- Location in Lincoln County and the state of South Dakota
- Coordinates: 43°07′48″N 96°27′20″W﻿ / ﻿43.13000°N 96.45556°W
- Country: United States
- State: South Dakota
- County: Lincoln
- Settled: 1868

Area
- • Total: 0.28 sq mi (0.73 km^{2})
- • Land: 0.28 sq mi (0.73 km^{2})
- • Water: 0 sq mi (0.00 km^{2})
- Elevation: 1,221 ft (372 m)

Population (2020)
- • Total: 311
- • Density: 1,102.6/sq mi (425.72/km^{2})
- Time zone: UTC-6 (Central (CST))
- • Summer (DST): UTC-5 (CDT)
- ZIP code: 57034
- Area code: 605
- FIPS code: 46-30740
- GNIS feature ID: 1267430

= Hudson, South Dakota =

Hudson is a town in Lincoln County, South Dakota, United States. The population was 311 at the 2020 census. It is the easternmost community in South Dakota.

The town takes its name from Hudson, Iowa, the native home of a large share of the early settlers.

==Geography==
According to the United States Census Bureau, the town has a total area of 0.28 sqmi, all land.

==Demographics==

Historical population
| Census | Pop. | Note | %± |
| 1880 | 88 |  | — |
| 1890 | 202 |  | 129.5% |
| 1900 | 400 |  | 98.0% |
| 1910 | 404 |  | 1.0% |
| 1920 | 470 |  | 16.3% |
| 1930 | 478 |  | 1.7% |
| 1940 | 478 |  | 0.0% |
| 1950 | 500 |  | 4.6% |
| 1960 | 455 |  | −9.0% |
| 1970 | 366 |  | −19.6% |
| 1980 | 388 |  | 6.0% |
| 1990 | 332 |  | −14.4% |
| 2000 | 402 |  | 21.1% |
| 2010 | 296 |  | −26.4% |
| 2020 | 311 |  | 5.1% |
U.S. Decennial Census 2015 Estimate

===2010 census===
As of the census of 2010, there were 296 people, 126 households, and 70 families residing in the town. The population density was 1057.1 PD/sqmi. There were 150 housing units at an average density of 535.7 /sqmi. The racial makeup of the town was 98.3% White, 1.0% Native American, and 0.7% from two or more races.

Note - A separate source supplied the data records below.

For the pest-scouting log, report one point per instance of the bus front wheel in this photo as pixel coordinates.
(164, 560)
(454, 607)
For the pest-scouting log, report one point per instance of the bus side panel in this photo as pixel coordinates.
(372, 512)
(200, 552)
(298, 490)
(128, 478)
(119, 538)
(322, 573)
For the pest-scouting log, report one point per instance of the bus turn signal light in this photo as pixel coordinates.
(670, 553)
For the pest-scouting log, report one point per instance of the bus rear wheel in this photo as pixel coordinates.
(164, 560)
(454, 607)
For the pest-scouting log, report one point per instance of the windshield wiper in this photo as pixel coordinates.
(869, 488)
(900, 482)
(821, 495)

There were 126 households, of which 19.8% had children under the age of 18 living with them, 49.2% were married couples living together, 4.0% had a female householder with no husband present, 2.4% had a male householder with no wife present, and 44.4% were non-families. 37.3% of all households were made up of individuals, and 20.6% had someone living alone who was 65 years of age or older. The average household size was 2.07 and the average family size was 2.74.

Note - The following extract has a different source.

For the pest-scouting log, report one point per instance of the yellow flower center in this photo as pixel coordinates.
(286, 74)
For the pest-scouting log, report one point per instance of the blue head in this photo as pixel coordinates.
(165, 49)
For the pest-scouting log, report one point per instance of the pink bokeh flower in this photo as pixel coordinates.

The median age in the town was 47.7 years. 13.5% of residents were under the age of 18; 9.8% were between the ages of 18 and 24; 21% were from 25 to 44; 28.7% were from 45 to 64; and 27% were 65 years of age or older. The gender makeup of the town was 53.7% male and 46.3% female.

===2000 census===
As of the census of 2000, there were 402 people, 146 households, and 93 families residing in the town. The population density was 1,505.5 PD/sqmi. There were 162 housing units at an average density of 606.7 /sqmi. The racial makeup of the town was 98.01% White, 1.49% Native American, and 0.50% from two or more races. Hispanic or Latino of any race were 1.00% of the population.

There were 146 households, out of which 33.6% had children under the age of 18 living with them, 56.2% were married couples living together, 6.8% had a female householder with no husband present, and 36.3% were non-families. 29.5% of all households were made up of individuals, and 17.1% had someone living alone who was 65 years of age or older. The average household size was 2.56 and the average family size was 3.22.

In the town, the population was spread out, with 29.9% under the age of 18, 6.0% from 18 to 24, 25.6% from 25 to 44, 19.7% from 45 to 64, and 18.9% who were 65 years of age or older. The median age was 37 years. For every 100 females, there were 87.9 males. For every 100 females age 18 and over, there were 89.3 males.

The median income for a household in the town was $36,250, and the median income for a family was $44,792. Males had a median income of $30,469 versus $21,607 for females. The per capita income for the town was $16,339. About 1.9% of families and 4.0% of the population were below the poverty line, including 2.3% of those under age 18 and 4.3% of those age 65 or over.

==Education==
Alcester-Hudson High School is the only high school in the Alcester-Hudson School District.